I’m just getting started myself with rigging characters in Unity specifically, but I have studied figure drawing and animation for several years, so I can provide a more generalized answer to the first part of your question.
Basically the “lats” are fairly flat sheets of muscle fiber that wrap around either side of the mid-torso, like a sheath, and taper upward to the points where they attach under the arms.
See this diagram:
As you can read on that page, the “lat” plays a role in a wide range of motions of the arm, so it stretches and contracts in many different ways depending on whether the person is raising their arm to the front or to the side, rotating it medially to the front or to the back, pulling down on a weight (as in a “lat pulldown”), but the contraction or stretching of that muscle is usually going to be pretty subtle as you said.
Don’t be afraid to get up and move around and see what it feels like. Your own body is very often the best source of information available to you as an animator when trying to simulate a human figure in motion, because not only can you observe yourself in a mirror or on video, but you can actually feel the movement of the specific muscle you’re interested in.

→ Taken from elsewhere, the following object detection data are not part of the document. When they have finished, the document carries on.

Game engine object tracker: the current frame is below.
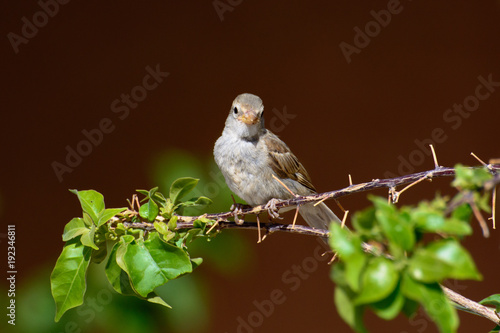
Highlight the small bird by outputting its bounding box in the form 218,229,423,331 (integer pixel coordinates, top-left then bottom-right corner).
214,93,340,235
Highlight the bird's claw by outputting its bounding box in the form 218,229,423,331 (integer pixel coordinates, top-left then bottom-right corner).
230,202,252,225
264,198,281,219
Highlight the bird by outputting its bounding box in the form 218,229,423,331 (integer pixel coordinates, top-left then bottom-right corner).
214,93,340,237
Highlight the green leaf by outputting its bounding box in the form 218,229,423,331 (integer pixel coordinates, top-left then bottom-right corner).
479,294,500,312
170,177,198,205
97,207,127,227
370,197,415,257
153,221,171,235
427,238,482,280
105,243,137,296
69,190,104,225
401,274,459,333
352,207,377,236
63,217,89,242
139,200,159,222
80,225,99,250
489,325,500,333
328,223,368,291
50,240,92,322
409,238,482,282
408,248,453,283
334,286,368,333
370,284,405,320
167,216,178,231
105,243,171,308
451,204,472,222
117,233,192,297
354,257,399,305
178,197,212,207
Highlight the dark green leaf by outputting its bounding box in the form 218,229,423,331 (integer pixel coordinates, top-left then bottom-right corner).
426,238,482,280
167,216,178,231
170,177,198,205
355,257,399,305
105,243,170,308
401,274,459,332
70,190,104,225
105,243,136,295
408,248,453,283
117,233,192,297
334,286,368,333
50,240,92,322
63,217,89,242
371,197,415,257
153,221,171,235
179,197,212,207
97,207,127,227
139,200,159,222
370,285,405,320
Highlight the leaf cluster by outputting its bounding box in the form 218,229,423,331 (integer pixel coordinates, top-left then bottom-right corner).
51,178,211,321
329,166,491,332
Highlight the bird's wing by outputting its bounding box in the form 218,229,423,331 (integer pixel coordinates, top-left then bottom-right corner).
263,131,316,192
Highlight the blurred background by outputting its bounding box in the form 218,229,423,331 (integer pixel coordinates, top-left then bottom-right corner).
0,0,500,333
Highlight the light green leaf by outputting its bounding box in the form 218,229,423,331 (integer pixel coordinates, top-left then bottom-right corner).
170,177,199,205
139,200,160,222
479,294,500,312
117,233,192,297
63,217,89,242
50,240,92,322
426,238,482,280
408,248,453,283
97,207,127,227
354,257,399,305
401,274,459,333
80,225,99,250
70,190,104,225
370,284,405,320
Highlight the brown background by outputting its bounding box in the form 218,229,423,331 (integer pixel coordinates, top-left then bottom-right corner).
0,0,500,332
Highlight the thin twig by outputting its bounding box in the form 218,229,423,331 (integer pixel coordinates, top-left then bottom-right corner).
441,286,500,325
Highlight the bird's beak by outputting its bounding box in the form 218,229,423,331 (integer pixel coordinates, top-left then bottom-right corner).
238,110,260,125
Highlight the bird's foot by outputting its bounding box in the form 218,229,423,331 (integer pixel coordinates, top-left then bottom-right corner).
264,198,281,219
230,202,252,225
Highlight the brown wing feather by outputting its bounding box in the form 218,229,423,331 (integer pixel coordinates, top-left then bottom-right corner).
264,131,316,192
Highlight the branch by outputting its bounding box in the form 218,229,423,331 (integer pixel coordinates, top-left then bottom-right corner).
441,286,500,325
178,164,500,223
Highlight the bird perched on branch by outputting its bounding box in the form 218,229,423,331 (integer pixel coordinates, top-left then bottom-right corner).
214,94,340,239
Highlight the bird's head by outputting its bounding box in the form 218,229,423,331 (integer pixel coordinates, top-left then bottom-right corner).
226,93,264,137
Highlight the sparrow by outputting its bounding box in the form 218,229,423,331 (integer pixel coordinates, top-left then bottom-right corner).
214,93,340,235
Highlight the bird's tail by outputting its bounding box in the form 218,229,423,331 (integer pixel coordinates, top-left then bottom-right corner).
299,202,340,230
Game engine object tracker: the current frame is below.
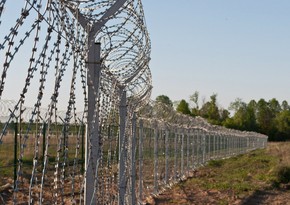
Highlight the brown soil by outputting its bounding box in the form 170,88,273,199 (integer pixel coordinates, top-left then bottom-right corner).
147,172,290,205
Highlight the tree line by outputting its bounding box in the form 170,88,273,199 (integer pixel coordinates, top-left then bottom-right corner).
155,92,290,141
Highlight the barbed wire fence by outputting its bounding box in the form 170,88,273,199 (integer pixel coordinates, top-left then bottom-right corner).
0,0,267,204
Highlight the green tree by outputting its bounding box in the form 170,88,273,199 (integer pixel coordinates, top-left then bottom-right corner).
275,110,290,140
189,91,199,116
200,94,221,124
155,95,173,107
176,99,191,115
281,100,290,110
257,99,276,140
224,98,258,131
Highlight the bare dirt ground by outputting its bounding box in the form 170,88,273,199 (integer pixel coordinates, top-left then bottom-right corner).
147,172,290,205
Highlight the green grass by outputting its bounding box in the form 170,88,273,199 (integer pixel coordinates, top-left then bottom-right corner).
177,147,280,196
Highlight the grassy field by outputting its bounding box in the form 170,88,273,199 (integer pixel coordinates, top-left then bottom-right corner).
148,142,290,205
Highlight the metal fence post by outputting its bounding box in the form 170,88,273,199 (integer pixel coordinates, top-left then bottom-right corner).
131,112,136,205
154,124,158,194
14,118,18,188
186,129,190,176
85,41,101,204
139,120,143,202
180,130,184,177
118,88,127,205
42,122,46,166
174,130,178,181
202,131,206,164
165,128,169,184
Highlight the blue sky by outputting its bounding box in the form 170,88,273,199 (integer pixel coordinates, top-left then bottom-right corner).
143,0,290,108
0,0,290,109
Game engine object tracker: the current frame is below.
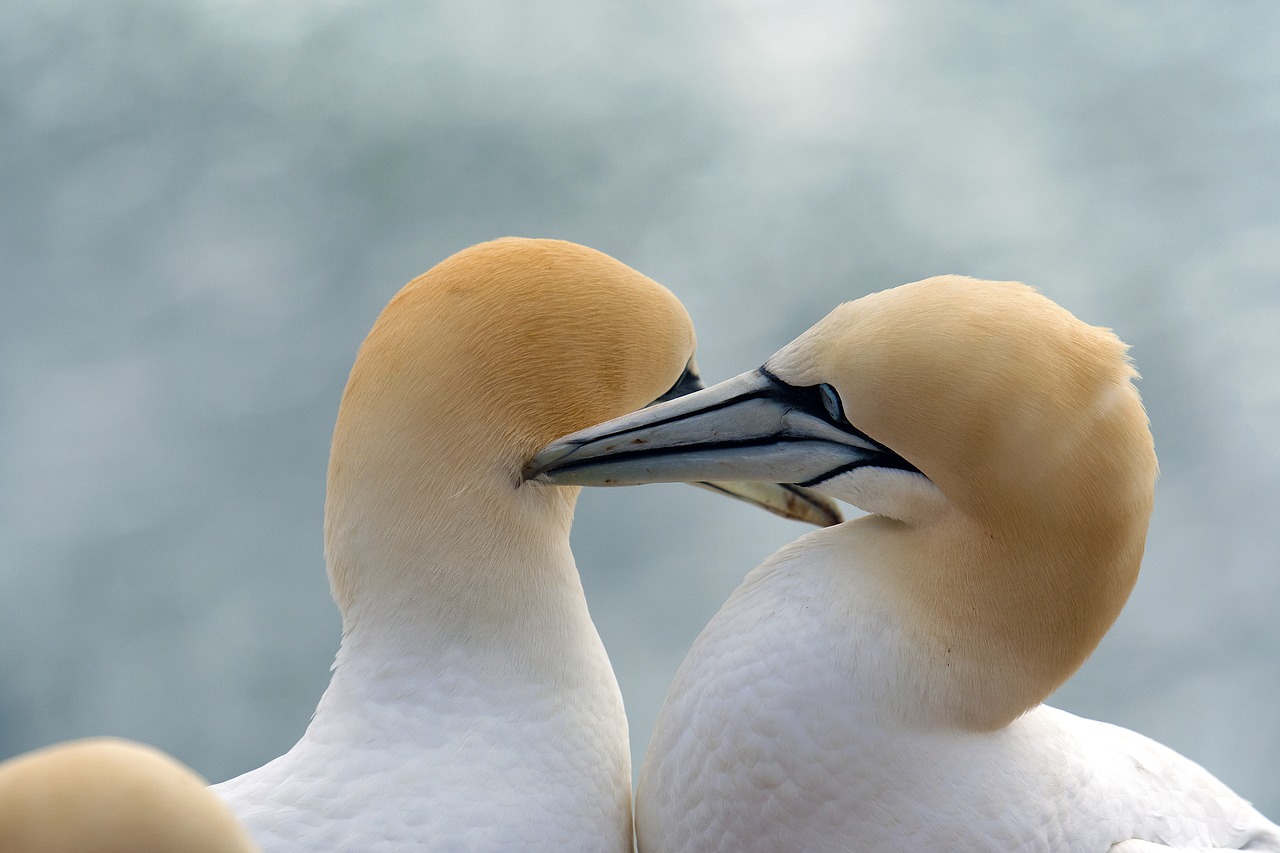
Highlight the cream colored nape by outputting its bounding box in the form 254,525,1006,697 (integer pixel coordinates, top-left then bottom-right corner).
0,738,259,853
765,275,1156,729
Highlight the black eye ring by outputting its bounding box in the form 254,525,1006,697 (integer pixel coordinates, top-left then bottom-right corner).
818,382,845,424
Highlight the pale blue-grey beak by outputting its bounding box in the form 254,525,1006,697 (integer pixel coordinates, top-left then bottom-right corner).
525,369,915,487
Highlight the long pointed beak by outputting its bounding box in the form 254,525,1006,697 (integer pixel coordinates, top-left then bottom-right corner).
525,369,915,499
525,368,845,528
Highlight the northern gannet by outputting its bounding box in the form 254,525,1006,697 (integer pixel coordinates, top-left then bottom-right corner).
215,240,834,853
0,738,257,853
526,277,1280,853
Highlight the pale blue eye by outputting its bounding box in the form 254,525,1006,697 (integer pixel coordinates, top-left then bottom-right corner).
818,382,845,421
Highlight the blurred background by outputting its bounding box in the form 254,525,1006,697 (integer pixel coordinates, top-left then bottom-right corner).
0,0,1280,818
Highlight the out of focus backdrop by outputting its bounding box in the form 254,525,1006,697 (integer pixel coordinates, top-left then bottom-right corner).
0,0,1280,818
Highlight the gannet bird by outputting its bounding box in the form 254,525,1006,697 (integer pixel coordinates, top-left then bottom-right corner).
215,240,834,853
526,277,1280,853
0,738,257,853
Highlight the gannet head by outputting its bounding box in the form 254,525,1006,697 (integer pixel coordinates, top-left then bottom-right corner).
325,238,834,612
526,277,1156,727
0,738,259,853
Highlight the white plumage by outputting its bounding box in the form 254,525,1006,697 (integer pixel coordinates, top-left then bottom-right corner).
526,277,1280,853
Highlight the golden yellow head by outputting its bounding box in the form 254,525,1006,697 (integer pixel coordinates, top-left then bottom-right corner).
0,738,259,853
325,238,694,611
768,275,1156,520
332,238,695,485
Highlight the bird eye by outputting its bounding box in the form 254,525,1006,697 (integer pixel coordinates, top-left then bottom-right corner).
818,382,845,421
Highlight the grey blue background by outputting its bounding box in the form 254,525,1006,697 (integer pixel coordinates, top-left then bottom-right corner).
0,0,1280,818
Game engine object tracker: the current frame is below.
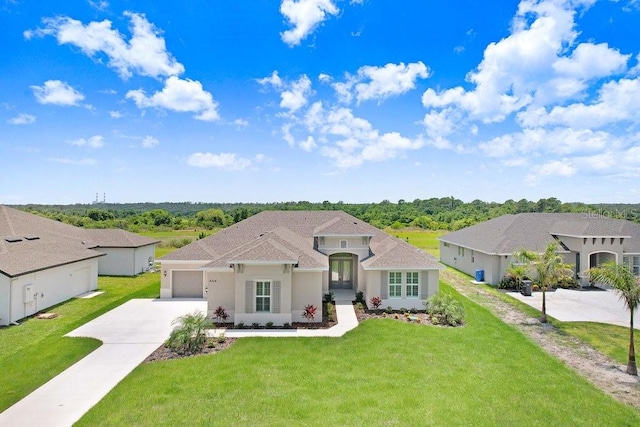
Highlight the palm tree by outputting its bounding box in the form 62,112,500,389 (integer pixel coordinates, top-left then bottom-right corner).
589,262,640,375
513,242,573,323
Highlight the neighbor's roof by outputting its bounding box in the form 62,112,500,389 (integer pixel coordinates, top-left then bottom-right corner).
160,211,441,269
0,205,156,277
440,213,640,255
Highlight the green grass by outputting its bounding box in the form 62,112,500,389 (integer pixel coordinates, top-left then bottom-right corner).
385,228,448,258
0,273,160,412
78,284,640,426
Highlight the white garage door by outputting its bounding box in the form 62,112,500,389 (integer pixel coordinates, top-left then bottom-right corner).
171,271,202,298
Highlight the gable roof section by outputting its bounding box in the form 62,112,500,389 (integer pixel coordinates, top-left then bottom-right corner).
440,213,640,255
160,211,440,269
0,205,158,277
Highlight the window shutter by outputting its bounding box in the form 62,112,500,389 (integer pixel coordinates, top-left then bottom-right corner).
244,280,253,313
420,270,429,299
271,280,280,313
380,271,389,299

As far as research material for a super-mutant muscle-bound character, my suggestion would be to search YouTube for shots of body builders or weight lifters working out in order to get a sense of how those muscles contract and stretch as they move their arms or pull weights downward.
It’s also always worth asking: how much of these efforts will be apparent enough to matter to the players of your game? If the payoff in the end is going to be worth the effort to rig every muscle, then have at it, but at some point the quest for realism has diminishing returns. A wise instructor of mine in animation school had the motto, “If it looks right, it is right.” In other words, don’t let yourself get bogged down by trying to simulate reality down the Nth degree, and know when enough is really enough.
I know this doesn’t exactly solve your problem, but hope it helps somewhat as a starting point for further research at least. Good luck!